Fatigue, cold, dampness, and hunger apparently exposed Papa to the Spanish ‘flu – then making the rounds for a second time. When the 4th Battalion went into reserve, my grandfather was rushed to the rear on the sick list.

In Papa’s records it was a pleasure to note that there was no stoppage in his pay – which is a sure sign of time either spent in detention or in a VD clinic. That suggests that this young soldier was well-behaved.  He also only got one only long leave in two years, and headed to kinfolk in Scotland.

There was one mystery to unravel. Most of the Canadian Expeditionary Force was still stuck overseas well into 1919. The Halifax Explosion had left the city with the capacity to rail about 30,000 men every month, so homecomings from Europe were still going on in June.  Papa, however, was back home at the end of February 1919. How did that happen?

Two clues emerged from a re-examination of his service records. About a week after the Armistice was signed, John Conn started a rapid repatriation further back from the hospital instead of returning to the 4th Battalion. Within six weeks he was in a transit camp awaiting shipment back across the Atlantic. His release medical contained the necessary clue. It was the only document in his service package with his real birthdate on it.

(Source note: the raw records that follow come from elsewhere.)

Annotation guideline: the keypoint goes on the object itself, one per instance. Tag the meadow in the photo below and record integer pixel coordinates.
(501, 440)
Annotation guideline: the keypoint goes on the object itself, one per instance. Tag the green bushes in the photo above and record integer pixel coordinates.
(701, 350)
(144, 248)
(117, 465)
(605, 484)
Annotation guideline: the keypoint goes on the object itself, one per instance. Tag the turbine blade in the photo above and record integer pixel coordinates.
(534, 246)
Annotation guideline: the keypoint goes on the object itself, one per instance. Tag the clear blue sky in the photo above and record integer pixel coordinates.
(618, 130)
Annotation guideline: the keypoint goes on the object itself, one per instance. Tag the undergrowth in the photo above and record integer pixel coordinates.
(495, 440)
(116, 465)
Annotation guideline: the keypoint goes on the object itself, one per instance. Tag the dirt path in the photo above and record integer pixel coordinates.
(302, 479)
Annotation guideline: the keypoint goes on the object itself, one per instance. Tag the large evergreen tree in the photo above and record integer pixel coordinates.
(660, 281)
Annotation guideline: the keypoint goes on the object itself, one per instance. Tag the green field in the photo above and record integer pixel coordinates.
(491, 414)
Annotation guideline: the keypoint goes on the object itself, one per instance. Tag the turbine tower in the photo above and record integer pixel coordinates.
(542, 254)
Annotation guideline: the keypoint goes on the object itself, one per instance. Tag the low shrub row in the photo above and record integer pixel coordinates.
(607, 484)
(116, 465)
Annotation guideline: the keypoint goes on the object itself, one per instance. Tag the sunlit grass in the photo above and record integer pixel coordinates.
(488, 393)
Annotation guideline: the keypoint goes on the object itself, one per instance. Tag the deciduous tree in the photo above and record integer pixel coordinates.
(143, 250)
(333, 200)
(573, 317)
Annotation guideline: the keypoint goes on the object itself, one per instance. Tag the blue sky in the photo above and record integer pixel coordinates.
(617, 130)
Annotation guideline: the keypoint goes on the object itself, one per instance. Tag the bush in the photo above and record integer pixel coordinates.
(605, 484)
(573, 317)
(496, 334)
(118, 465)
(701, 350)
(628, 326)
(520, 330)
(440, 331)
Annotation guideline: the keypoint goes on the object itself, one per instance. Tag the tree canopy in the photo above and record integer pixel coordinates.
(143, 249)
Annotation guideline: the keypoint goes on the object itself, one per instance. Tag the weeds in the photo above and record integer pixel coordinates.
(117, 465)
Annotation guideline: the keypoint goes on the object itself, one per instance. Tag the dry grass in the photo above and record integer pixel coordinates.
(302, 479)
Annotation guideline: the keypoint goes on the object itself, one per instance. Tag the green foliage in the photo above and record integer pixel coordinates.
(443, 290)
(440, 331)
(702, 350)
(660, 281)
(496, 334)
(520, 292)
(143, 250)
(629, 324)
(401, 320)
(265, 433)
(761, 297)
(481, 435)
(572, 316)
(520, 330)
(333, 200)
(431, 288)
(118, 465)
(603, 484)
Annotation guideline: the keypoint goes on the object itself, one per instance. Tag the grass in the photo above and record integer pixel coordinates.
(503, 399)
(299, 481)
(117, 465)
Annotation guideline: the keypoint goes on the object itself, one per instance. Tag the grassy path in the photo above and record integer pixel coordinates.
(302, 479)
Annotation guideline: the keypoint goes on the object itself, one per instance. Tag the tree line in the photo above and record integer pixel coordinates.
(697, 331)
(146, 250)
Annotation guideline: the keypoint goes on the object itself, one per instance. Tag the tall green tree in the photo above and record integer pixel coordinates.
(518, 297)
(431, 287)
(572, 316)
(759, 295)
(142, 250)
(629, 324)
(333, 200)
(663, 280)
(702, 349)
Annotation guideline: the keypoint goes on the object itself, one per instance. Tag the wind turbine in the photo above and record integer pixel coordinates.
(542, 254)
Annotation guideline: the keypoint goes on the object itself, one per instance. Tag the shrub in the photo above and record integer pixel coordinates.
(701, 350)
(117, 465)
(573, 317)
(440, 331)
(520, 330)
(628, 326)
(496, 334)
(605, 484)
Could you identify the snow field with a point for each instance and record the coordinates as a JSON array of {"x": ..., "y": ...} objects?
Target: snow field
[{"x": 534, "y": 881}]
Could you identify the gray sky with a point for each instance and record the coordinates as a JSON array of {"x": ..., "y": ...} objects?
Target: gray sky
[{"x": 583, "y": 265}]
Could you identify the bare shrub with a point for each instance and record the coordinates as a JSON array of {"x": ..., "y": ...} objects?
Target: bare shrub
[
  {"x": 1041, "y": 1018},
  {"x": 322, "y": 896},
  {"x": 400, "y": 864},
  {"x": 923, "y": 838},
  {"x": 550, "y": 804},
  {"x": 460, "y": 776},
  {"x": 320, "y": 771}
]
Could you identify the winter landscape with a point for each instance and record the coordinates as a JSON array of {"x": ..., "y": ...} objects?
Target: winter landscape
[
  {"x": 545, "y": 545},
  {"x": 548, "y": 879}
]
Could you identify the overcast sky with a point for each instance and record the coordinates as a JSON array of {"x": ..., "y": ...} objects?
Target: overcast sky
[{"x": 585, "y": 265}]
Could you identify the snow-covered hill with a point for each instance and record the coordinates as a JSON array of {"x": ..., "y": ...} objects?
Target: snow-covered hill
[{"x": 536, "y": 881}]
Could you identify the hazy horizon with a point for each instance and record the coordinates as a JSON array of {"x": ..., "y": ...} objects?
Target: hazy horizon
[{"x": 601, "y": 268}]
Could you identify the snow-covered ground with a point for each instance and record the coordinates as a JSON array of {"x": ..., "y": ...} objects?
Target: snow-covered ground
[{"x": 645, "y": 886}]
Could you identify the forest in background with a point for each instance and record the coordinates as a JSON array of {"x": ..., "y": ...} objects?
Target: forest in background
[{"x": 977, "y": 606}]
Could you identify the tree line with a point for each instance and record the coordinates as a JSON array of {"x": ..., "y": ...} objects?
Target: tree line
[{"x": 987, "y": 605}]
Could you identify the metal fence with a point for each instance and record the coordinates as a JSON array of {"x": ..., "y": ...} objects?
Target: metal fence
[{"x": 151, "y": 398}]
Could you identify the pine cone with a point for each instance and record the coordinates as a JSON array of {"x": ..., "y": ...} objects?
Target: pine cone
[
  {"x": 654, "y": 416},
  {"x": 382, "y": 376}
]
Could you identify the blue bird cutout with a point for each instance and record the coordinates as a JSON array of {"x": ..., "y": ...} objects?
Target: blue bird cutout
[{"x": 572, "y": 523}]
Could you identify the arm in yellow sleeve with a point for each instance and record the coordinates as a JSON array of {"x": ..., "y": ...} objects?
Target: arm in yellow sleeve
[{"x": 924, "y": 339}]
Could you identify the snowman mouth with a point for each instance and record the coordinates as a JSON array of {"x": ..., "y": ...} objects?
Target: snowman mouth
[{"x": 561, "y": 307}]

As far as I can tell, once he was sure that the Germans really had thrown in the towel, he had a conversation with some sergeant somewhere that contained the words “I shouldn’t be here, I’m only 17!”.   

Unravelling this story had another lasting effect. You never know what you might find until you start looking; and there are thousands and thousands of families with stories of their own to unlock. My great uncle and grandfather whetted an appetite for WW1 history. Over the years, I have seen many names on memorial plaques and records — some dating back a century and more — and they all have stories to tell.

I hope everyone, especially young people, learn these priceless stories of relatives who served in the military, decades and centuries past. It is often eye-opening, to say the least.